Open pengvado opened 10 years ago
Unfortunately this is not true, the reason is that in the entropy coded data the byte 0xFF is not supposed to appear since it is the begging of a JPEG marker (FFxx codes), when it accidentally appears it has to be followed by a 0x00 byte (this forms a dummy marker that can be ignored by the decoder). This allows parsing of a JPEG file to extract all its markers without actually performing the decompression.
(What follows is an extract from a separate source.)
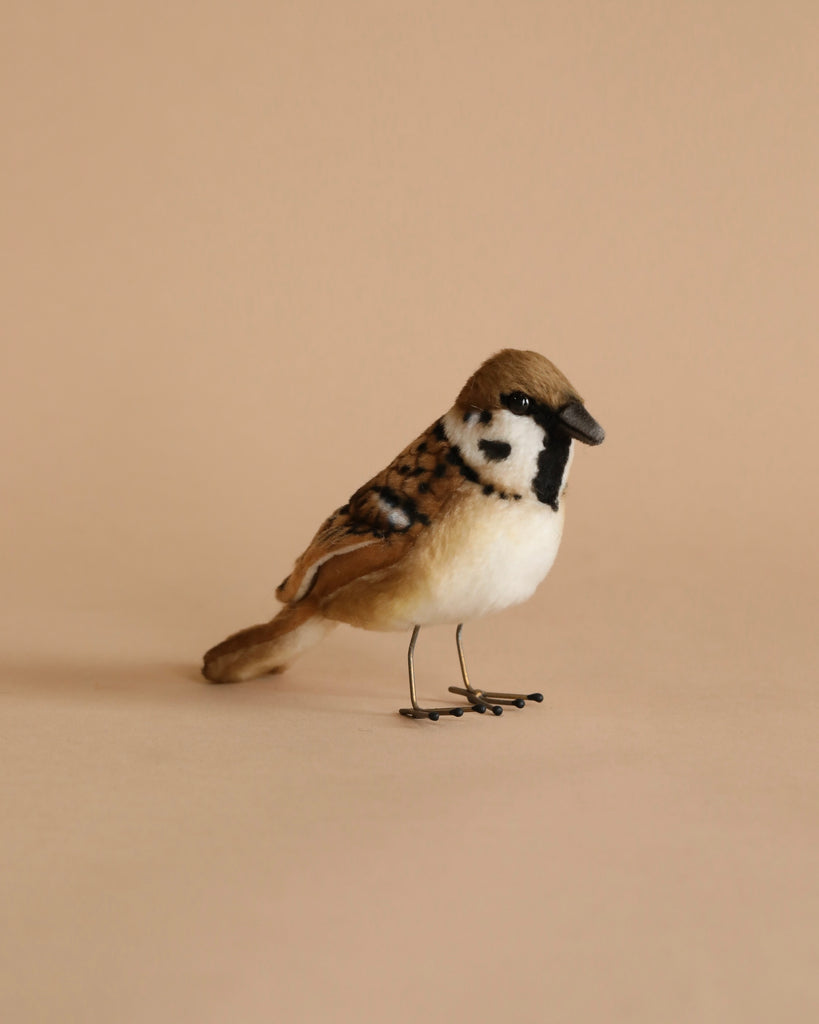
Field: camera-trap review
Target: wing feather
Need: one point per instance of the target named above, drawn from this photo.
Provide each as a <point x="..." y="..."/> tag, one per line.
<point x="380" y="522"/>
This also explains why the Huffman code made only of ones is never used, 0xFF will appear when for instance a code like 0111 is followed by 111110 and the 11111111 middle part is right on a byte boundary and this means you have to construct the bitstream to detect these 0xFF bytes and pad them with a 0x00. Now there are perhaps creative ways to build the Huffman tree (not necessary optimal) to reduce the number of 0xFF and save a 0x00 byte here and there...
If you assume there's a typical overhead of 0xFF bytes (say, 1%) then you could at least quickly eliminate scans that are >1% larger than the best candidate.
It might be worth checking whether ignoring 0xFF is good enough (assuming that overhead is generally constant or can be minimized).
It should be possible to double the speed of progressive scan optimization: Currently each proposed scan is processed twice, first to collect huffman statistics and then to construct its bitstream. But for the purpose of deciding which scans to keep, we only need to know their sizes, not their contents, and size can be derived from the huffman statistics alone.